Quelle raison les procureurs auraient-ils pu avoir de soupçonner que le personnel de Scholz cachait quelque chose ? Après tout, le FUI n’est même pas entièrement sous le contrôle du ministère des finances, qui n’a pas d’autorité de contrôle.Fachaufsichtsur ses activités, c’est-à-dire qu’il n’a pas le pouvoir d’examiner ses enquêtes individuelles.

Scholz a lui-même laissé entendre que les procureurs ont eu un comportement inapproprié, demandant pourquoi ils n’ont pas soumis leurs questions par écrit.

Bien sûr, la réaction du SPD pourrait être une tentative de rediriger l’attention du public. Mais il y a de vrais problèmes concernant l’impartialité des procureurs allemands.

En 2019, la Cour européenne de justice a interdit aux procureurs allemands d’émettre des mandats d’arrêt à l’échelle de l’UE, affirmant qu’ils n’étaient pas suffisamment indépendants de l’influence de l’exécutif.

Une bizarrerie du droit allemand qui remonte au moins à l’époque de la République de Weimar permet aux ministres du gouvernement d’intervenir dans le travail des procureurs. Cette confusion de la séparation des pouvoirs a été décrite par Heribert Prantl, rédacteur du Süddeutsche Zeitung, comme “le péché originel de la Bundesrepublik”.

Pourtant, les complots politiques semblent un peu trop osés pour le monde terne de la politique allemande. Qui croit vraiment que Laschet, sujet aux gaffes, tirait les ficelles en coulisse dans une tentative risquée de diffamer son adversaire ?

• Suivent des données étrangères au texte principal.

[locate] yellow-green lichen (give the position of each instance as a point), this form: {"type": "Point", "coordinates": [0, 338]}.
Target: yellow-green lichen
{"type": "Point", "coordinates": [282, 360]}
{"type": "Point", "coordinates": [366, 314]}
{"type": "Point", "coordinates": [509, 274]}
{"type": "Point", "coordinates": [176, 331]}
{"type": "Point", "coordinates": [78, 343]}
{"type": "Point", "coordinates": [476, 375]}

Mais le leader de la CDU – soumis à une pression intense pour redresser la situation de son parti – n’a pas pu résister à l’occasion d’attaquer son rival lors d’un duel télévisé en prime time dimanche soir.

Semblant profondément préoccupé par les événements au ministère des finances, il a reproché à Scholz un manque de gestion qui a rendu les raids du procureur inévitables. Il a ensuite ajouté pour faire bonne mesure que son rival “agissait comme les populistes d’autres pays” en mettant en doute les motivations du procureur.

Il y avait quelque chose d’artificiel dans l’attaque de Laschet – en particulier son insistance sur le fait qu’il allait déplacer la CRF du ministère des Finances au ministère de la Justice.Bundeskriminalamt(son parrain politique Wolfgang Schäuble a déplacé l’unité dans la direction opposée en 2017). Cela ressemblait à une ultime tentative pour faire tenir quelque chose, n’importe quoi.

Mais il s’est mis dans la peau de son adversaire. Visiblement énervé, Scholz a insisté pour que Laschet retire ses accusations “délibérément trompeuses”.

Le public allemand n’a pas semblé acheter ce que Laschet vendait, cependant. Les sondages effectués après le duel télévisé ont montré une fois de plus que Scholz était considéré comme plus compétent et digne de confiance.

L’affaire fait écho à la “surprise d’octobre” qui a fait déraper Hillary Clinton lors de l’élection présidentielle américaine de 2016.

À cette occasion, le FBI a pris une décision très critiquée en annonçant qu’il enquêtait sur des courriels envoyés par Clinton lorsqu’elle était secrétaire d’État. L’enquête s’est soldée par un échec et Mme Clinton a par la suite rendu le FBI responsable de sa défaite face à Donald Trump.

Il est peu probable que ce soit le moment Clinton de Scholz. Néanmoins, cela pourrait ajouter un élément de surprise à une campagne électorale dans laquelle tout semblait aller dans le sens de Scholz.

Jörg Luyken est le créateur de The German Review. Vous pouvez vous inscrire à sa lettre d’information bihebdomadaire sur l’actualité allemandeici.